Bug #8378 String escaped incorrectly with client character set 'gbk'
Submitted: 8 Feb 2005 23:07 Modified: 31 May 2006 20:09
Reporter: Jim Winstead Email Updates:
Status: Closed Impact on me:
None 
Category:MySQL Server Severity:S2 (Serious)
Version:4.1.9 OS:Windows (Windows)
Assigned to: Sergei Golubchik CPU Architecture:Any

[8 Feb 2005 23:07] Jim Winstead
Description:
Report from Freddie Bingham as comment to Bug #8317:

Your contention is that mysql_real_escape_string is going off of the character
set that was used to connect with, being latin1 by default.  Is the assumption
then if I was to connect with gbk, then this insert would function? It doesn't
as far as my tests go.

How to repeat:

Example:

c:\windows\my.ini:

[client]
port=3306
default-character-set=gbk

PHP Code:

$mysqli = mysqli_init();
$mysqli->options(MYSQLI_READ_DEFAULT_FILE, "C:\windows\my.ini");
$mysqli->real_connect('localhost', 'user', 'password', 'database');
echo $mysqli->character_set_name();

This returns:

gbk_chinese_ci

Insertion code (field is mediumblob):

$string = "'";
UPDATE field SET filedata = '" . $mysqli->real_escape_string($string) . "'

Result:

Errormessage: You have an error in your SQL syntax; check the manual that
corresponds to your MySQL server version for the right syntax to use near
''\''' at line 2 

This is the same error that is reported when the client character set is not set
and defaults to latin_swedish_ci
[9 Feb 2005 4:31] Jim Winstead
This is ugly. The problem is that 0xbf27 is not a valid multi-byte GBK character, but 0xbf5c is. So mysql_real_escape_string() returns 0xbf5c27 when given 0xbf27 as input, but then when the server parses the string, it sees 0xbf5c as a valid multibyte character followed by 0x27.

The workaround for this is to use the prepared statements API, and avoid this issue entirely.
[9 Feb 2005 13:47] John Percival
I think that this is probably quite a major issue.
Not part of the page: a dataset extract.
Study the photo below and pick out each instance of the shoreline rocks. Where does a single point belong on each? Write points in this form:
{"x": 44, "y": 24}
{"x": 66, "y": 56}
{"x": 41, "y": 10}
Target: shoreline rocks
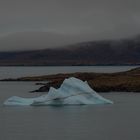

Take for example, the following SQL query:

SELECT * FROM user WHERE username = '¿\' OR userid = 1 -- '

That could easily be produced by:
$username="¿' OR userid = 1 -- ";
mysql_query("SELECT * FROM USER WHERE username = _latin1'" . mysql_real_escape_string($username) . "'");

What I'm saying is that this bug opens the door to SQL injection attacks, when running in GBK and some other multi-byte charsets.
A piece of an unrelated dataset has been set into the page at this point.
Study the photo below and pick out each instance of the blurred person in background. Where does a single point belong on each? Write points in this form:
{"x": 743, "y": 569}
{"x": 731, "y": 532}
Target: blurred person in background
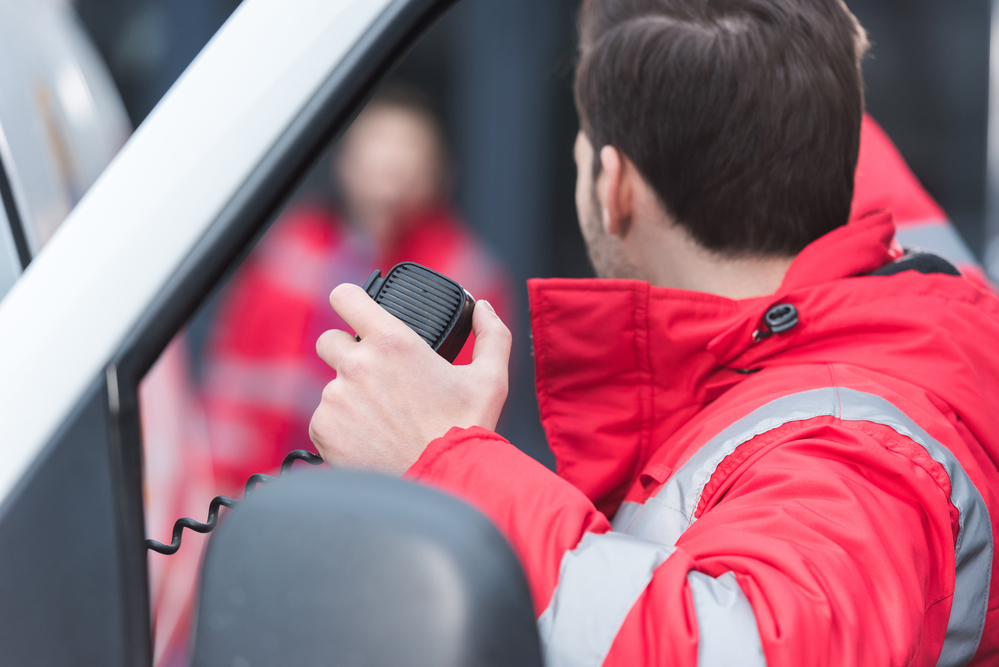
{"x": 261, "y": 372}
I have posted this comment in bugs #8317 and #8378 as I think that it's pertinent to both: mysql_real_escape_string() needs to throw an error if it can't properly escape the string in the current charset; the parser needs to be able to use the _latin1 introducer to determine how it parses the following literal string.
[14 Feb 2005 14:37] Alexander Barkov
Jim, the fix looks fine. But It seems it can lose some tricky
combinations: if the first byte is a MB-head character,
but the second bite is  \0 or \r or any other character from
the following 'switch (*from) {...}', then the result will
not be correct. Will you fix it please?
Thank you!

I'm changing the status back to In-progress.
[16 Feb 2005 0:03] Jim Winstead
Fix for the problem that was pointed out: http://lists.mysql.com/internals/21971
[18 Feb 2005 0:01] Jim Winstead
Pushed, will be in 4.1.11.
[3 Mar 2005 17:24] Paul DuBois
Noted in 4.1.11 changelog.
[21 Apr 2006 5:11] xuefer tinys
$binary = "\xa3\x27"; and escape it correctly with gbk connection.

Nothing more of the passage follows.